OMVs are emerging as novel biomarkers with great potential for the detection of infectious diseases, owing to their cargo that closely mirrors the molecular composition of their parent bacteria. The unique molecular spectrum of OMVs (including proteins, lipids, nucleic acids, and metabolites) not only reflects the type of parental bacteria, but also accurately represents their biological state, which opens up a new avenue for early diagnosis, accurate pathogen identification, and effective monitoring of disease progression.

5.4.1 OMV mediated pathogen detection and early diagnostic profiling

LPS is a typical structural hallmark of Gram-negative bacteria and is extensively displayed on the surface of OMVs; lipoteichoic acid (LTA) is a characteristic molecular signature of CMVs released by Gram-positive bacteria [184]. As a result, dynamic profiling of LPS-positive and/or LTA-positive extracellular vesicles (LPS⁺/LTA⁺ EVs) in plasma is a robust approach to distinguish between bacterial infection and non-bacterial states, and it also helps differentiate between Gram-negative bacteria and Gram-positive bacteria [185]. In addition to general bacterial classification, EV-associated markers can also be used for strain differentiation.
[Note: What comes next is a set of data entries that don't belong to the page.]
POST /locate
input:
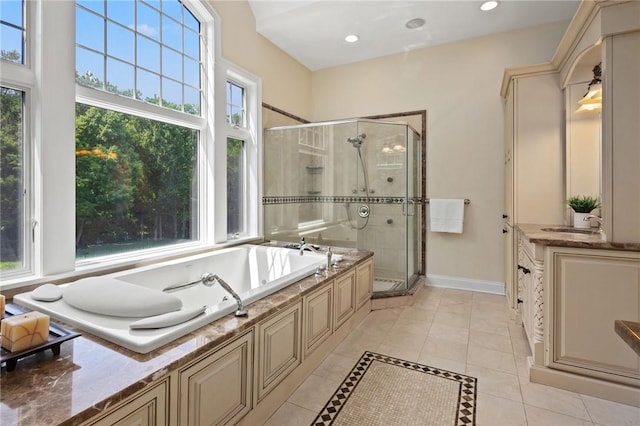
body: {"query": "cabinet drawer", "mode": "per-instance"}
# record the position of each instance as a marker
(217, 389)
(146, 409)
(279, 349)
(318, 318)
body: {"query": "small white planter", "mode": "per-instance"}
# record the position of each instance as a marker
(579, 220)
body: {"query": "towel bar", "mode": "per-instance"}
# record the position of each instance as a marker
(466, 201)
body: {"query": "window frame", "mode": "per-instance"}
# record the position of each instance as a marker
(51, 103)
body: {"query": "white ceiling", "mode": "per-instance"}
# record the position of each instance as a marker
(313, 31)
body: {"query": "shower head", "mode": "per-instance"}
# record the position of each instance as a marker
(357, 141)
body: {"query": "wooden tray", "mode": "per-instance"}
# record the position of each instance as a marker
(57, 335)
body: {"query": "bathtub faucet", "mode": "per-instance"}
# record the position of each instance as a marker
(210, 279)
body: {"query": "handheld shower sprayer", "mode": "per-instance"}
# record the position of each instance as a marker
(357, 140)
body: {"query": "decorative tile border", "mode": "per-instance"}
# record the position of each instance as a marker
(466, 410)
(336, 199)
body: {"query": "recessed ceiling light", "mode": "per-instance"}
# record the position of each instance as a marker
(415, 23)
(488, 5)
(351, 38)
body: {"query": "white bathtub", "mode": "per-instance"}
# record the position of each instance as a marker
(252, 271)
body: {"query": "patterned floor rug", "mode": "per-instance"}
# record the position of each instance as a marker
(382, 390)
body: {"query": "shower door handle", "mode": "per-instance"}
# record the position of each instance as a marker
(410, 209)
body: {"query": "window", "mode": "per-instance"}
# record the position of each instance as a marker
(12, 30)
(136, 177)
(145, 50)
(235, 104)
(235, 187)
(12, 221)
(113, 148)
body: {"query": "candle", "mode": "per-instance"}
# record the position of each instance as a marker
(24, 331)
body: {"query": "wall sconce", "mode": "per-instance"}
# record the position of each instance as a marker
(592, 100)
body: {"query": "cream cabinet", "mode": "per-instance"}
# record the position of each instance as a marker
(530, 267)
(317, 323)
(533, 158)
(149, 408)
(364, 283)
(345, 298)
(588, 290)
(279, 348)
(217, 389)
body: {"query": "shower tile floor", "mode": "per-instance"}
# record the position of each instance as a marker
(387, 284)
(459, 331)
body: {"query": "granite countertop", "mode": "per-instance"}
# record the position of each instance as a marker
(630, 333)
(535, 234)
(91, 374)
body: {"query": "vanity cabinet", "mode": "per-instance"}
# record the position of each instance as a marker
(530, 272)
(217, 389)
(364, 283)
(148, 408)
(588, 291)
(345, 298)
(318, 318)
(533, 158)
(279, 348)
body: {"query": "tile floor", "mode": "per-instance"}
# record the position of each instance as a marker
(468, 333)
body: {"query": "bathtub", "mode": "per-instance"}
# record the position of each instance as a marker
(252, 271)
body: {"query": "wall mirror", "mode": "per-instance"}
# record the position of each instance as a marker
(583, 132)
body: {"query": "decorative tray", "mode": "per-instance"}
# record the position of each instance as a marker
(57, 335)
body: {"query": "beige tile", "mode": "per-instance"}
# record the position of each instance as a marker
(314, 392)
(611, 413)
(453, 319)
(336, 366)
(541, 417)
(497, 342)
(448, 332)
(494, 299)
(489, 358)
(442, 363)
(446, 349)
(408, 354)
(494, 411)
(405, 339)
(554, 399)
(496, 383)
(490, 326)
(291, 415)
(411, 326)
(418, 314)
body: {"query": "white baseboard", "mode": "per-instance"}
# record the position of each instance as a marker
(469, 284)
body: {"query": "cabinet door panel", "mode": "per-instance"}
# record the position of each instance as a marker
(364, 283)
(217, 390)
(589, 293)
(148, 409)
(345, 298)
(318, 318)
(280, 344)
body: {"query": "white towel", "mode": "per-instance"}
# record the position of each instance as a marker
(446, 215)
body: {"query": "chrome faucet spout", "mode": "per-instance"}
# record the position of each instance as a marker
(212, 278)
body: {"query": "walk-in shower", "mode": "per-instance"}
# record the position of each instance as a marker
(317, 186)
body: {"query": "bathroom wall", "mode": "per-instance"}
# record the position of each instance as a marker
(459, 86)
(286, 83)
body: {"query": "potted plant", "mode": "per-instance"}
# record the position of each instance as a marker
(582, 206)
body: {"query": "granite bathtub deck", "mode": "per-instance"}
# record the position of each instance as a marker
(91, 374)
(630, 333)
(535, 234)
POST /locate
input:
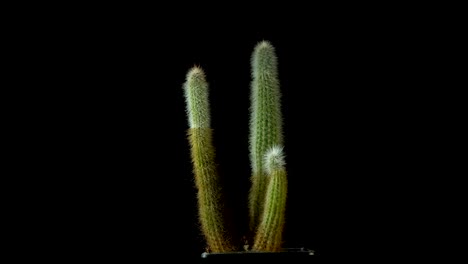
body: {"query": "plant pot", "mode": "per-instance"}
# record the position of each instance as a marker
(287, 255)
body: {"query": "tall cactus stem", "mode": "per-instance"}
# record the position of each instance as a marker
(204, 167)
(265, 123)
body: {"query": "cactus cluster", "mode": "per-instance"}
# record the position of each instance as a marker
(267, 196)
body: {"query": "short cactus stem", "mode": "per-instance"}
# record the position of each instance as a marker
(269, 233)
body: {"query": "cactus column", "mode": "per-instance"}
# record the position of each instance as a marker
(269, 236)
(265, 124)
(203, 158)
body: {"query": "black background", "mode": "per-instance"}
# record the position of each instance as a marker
(121, 125)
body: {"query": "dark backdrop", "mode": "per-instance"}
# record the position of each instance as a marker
(132, 184)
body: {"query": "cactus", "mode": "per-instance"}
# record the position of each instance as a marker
(265, 122)
(203, 158)
(267, 196)
(269, 234)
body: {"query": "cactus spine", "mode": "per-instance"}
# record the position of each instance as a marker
(265, 123)
(267, 196)
(270, 232)
(203, 159)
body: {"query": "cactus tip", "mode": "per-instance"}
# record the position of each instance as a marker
(196, 72)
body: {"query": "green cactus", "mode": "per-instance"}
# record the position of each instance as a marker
(267, 196)
(269, 234)
(265, 122)
(203, 158)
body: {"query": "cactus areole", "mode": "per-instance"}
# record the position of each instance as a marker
(268, 191)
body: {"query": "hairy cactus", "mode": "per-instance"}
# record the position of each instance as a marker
(267, 196)
(203, 158)
(269, 234)
(265, 123)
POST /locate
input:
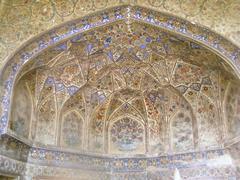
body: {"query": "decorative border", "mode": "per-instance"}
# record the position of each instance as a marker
(225, 49)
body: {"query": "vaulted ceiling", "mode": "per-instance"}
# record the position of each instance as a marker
(23, 19)
(126, 88)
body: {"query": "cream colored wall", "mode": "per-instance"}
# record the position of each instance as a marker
(20, 20)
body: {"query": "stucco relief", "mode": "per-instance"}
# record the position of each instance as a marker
(124, 93)
(21, 20)
(169, 87)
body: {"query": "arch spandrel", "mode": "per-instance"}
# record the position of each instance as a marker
(138, 52)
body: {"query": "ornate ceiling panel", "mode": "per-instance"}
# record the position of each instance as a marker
(126, 88)
(23, 19)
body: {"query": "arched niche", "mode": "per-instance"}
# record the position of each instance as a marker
(71, 132)
(126, 136)
(129, 49)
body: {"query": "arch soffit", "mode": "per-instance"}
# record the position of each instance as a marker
(201, 35)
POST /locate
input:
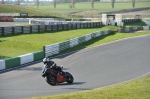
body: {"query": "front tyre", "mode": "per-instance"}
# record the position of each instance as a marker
(70, 78)
(51, 80)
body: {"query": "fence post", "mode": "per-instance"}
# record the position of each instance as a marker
(51, 27)
(2, 31)
(21, 29)
(30, 29)
(13, 32)
(38, 28)
(45, 28)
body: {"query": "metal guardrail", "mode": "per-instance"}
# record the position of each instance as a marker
(46, 28)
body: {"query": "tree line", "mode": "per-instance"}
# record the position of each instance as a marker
(72, 2)
(92, 2)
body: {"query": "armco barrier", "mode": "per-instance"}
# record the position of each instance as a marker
(53, 49)
(46, 28)
(12, 62)
(20, 60)
(26, 58)
(2, 64)
(130, 29)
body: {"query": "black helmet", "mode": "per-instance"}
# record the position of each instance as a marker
(46, 60)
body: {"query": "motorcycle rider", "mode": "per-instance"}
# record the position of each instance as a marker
(51, 64)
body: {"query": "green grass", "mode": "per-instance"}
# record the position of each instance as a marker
(85, 8)
(137, 89)
(141, 23)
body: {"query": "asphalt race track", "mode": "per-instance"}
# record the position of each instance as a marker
(94, 67)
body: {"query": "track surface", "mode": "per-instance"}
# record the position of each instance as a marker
(92, 68)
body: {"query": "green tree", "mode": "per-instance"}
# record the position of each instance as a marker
(92, 3)
(112, 3)
(37, 3)
(2, 1)
(73, 3)
(54, 1)
(18, 2)
(133, 3)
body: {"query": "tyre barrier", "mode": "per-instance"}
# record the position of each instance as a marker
(131, 29)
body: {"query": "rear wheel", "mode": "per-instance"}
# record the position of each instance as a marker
(69, 77)
(51, 80)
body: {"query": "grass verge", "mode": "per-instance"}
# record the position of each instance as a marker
(137, 89)
(15, 45)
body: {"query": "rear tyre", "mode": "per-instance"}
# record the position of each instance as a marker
(70, 78)
(51, 80)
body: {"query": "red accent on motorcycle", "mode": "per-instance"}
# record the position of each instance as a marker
(60, 78)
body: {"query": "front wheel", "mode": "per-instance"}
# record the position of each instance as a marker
(69, 77)
(51, 80)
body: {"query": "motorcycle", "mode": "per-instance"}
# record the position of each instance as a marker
(54, 77)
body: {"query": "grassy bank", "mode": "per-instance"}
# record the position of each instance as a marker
(137, 89)
(16, 45)
(11, 46)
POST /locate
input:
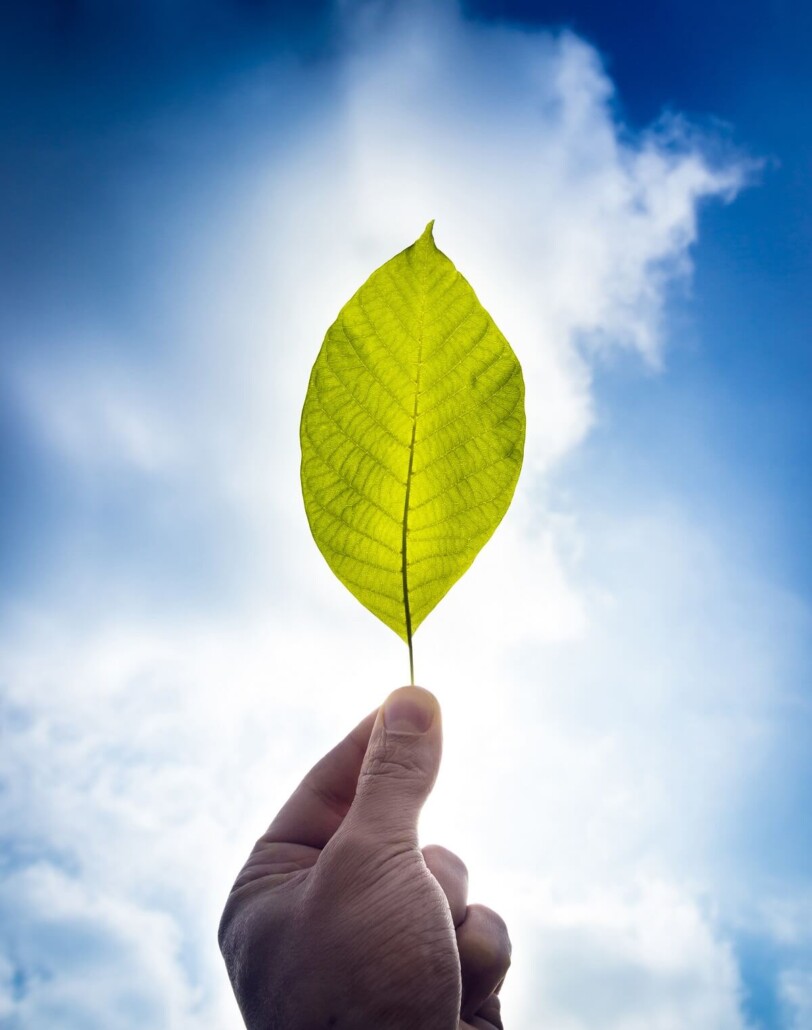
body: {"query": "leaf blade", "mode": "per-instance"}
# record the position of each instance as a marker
(412, 436)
Notably, penicillin-binding protein 2a (PBP2a) was confirmed to be a major resistance determinant present in EVs released by methicillin-resistant Staphylococcus aureus (MRSA) [186]. Detection of PBP2a⁺ EVs thus represents an extremely promising plasma biomarker for the early detection of MRSA-associated antibiotic resistance [186].

The diagnostic potential of OMVs is particularly evident in enabling early detection and longitudinal monitoring of infections in complex clinical settings [187]. In a male mouse pneumonia model, a polymyxin B–fluorescein (PmBF) probe targeting LPS was used to selectively label the circulating OMVs. The results showed that the number of PmBF⁺ OMVs increased significantly as early as 6 h after infection [188]. It is worth noting that this increase occurred before blood cultures turned positive, highlighting the great potential of OMVs as biomarkers of early bacterial infection. In addition to early detection, PmBF⁺ EVs also show obvious advantages in differential diagnosis, effectively distinguishing bacterial infection from non-bacterial diseases (including viral and mycoplasma infections) [188].

5.4.2 OMV based infection monitoring and therapeutic assessment

In severe infections such as sepsis, empirical broad-spectrum antibiotic therapy often leads to negative blood culture results, which complicates pathogen identification. However, because bacteria continuously release outer membrane vesicles—a process that may be further enhanced under antibiotic pressure - detection of these vesicles provides a key alternative molecular pathway for pathogen identification. Therefore, this method has particular value for the molecular diagnosis of Gram-negative bacterial sepsis [189].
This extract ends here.